Because there was a lot of talk about Moody and how his introduction to a S.S. book constituted a takeover by monopolies. Which I don’t see. Besides, I think people have too much faith in Soft Skull. A long time ago, they published a book about John Lennon. While I love John Lennon, he’s hardly underground. Soft Skull are arbiters of cool, like any hip indie label like Matador (distributed by Atlantic, right?) They’re hardly that cuttting edge so Ricky Moody writing an introduction is inevitable. There are plenty of other small presses/micro presses to publish. Saying they’re all getting absorbed by monopolies is wrong and paranoid.
And tell me this: what’s the problem with corportate distribution if they publish the exact same books? Corporate does not necessarily equal evil. I like Coca Cola, everything in my apartment was built by a corporation, I read novels on corporate presses. I saw a review of Hollywoodland on your site. Doesn’t get more corporate than that—millions of dollars that could have gone to fund more independent work.
I think people are looking at this through the prism of their own selfish interests. "Well, if they publish ME it's okay."
Yep, I’m selifish. I’ll be the first to admit it. I want to get a big book deal, have the time to work on my next one without slaving on a job, eat well, travel, give a safe life to my daughter, use the world before it melts. I’m a selfish prick.

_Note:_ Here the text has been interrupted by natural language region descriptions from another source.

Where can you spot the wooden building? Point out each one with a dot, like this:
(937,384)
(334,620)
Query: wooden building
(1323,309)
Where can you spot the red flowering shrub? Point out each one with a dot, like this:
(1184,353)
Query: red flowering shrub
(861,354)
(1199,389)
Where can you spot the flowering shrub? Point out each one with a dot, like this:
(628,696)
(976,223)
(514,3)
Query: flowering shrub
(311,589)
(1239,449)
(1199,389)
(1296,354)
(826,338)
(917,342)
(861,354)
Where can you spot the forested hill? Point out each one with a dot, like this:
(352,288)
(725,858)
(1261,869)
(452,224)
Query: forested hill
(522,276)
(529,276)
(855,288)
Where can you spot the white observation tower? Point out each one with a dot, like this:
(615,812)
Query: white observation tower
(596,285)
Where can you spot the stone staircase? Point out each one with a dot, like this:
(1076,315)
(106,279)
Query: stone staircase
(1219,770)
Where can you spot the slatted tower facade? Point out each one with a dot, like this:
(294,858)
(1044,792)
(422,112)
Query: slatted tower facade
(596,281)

But I’m with you to a point. The popular Mcsweeney’s-type writing is aggravating, like a snarky magazine article, facetious and insincere. They’re friends and they publish each other. That’s what succesful people write, that’s what people read. Annoys the shit out of me. What can I do—write what I write and hope it finds an audience. That might be apathetic, but the mainstream has always been full of shit. It took Kerouac 10 years to publish On the Road, in 57, when the Beat Generation was almost an afterthought.
I recently did a reading with a guy who’s an editor at A Public Space. He told me to send him a story and I had a much better chance of being in the magazine. But I never sent him the story. I didn’t want to be part of that scene with intelligent, but safe writing, where friends publish each other. So it’s being put out by Another Sky, a place that has the right idea.
The ULA attitude of: It has to be underground to be good is off base. Rejecting the mainstream outright doesn't make sense to me. There’s plenty in the mainstream that’s good. I’m listeing to Duke Ellington now: doesn’t get more mainstream than that, pop music of its time. Harder these days for good stuff to hit the surface but I still want to hit the surface, not be mired in bitter obscurity for my entire life. It’s in my interest to try and get published by a corporate publisher, even if the system is shit. I still believe that the system is dying but not dead.
The problem is that the mainstream is rejecting good writers and good writing. I'll be writing more about this for the ULA site at www.literaryrevolution.com
(Note my "Monday Report" from October 10th about the CLMP. This goes way beyond Rick Moody.
And, once again, complaints against Moody go way beyond the S.S. foreword-- into his role in grants foundations.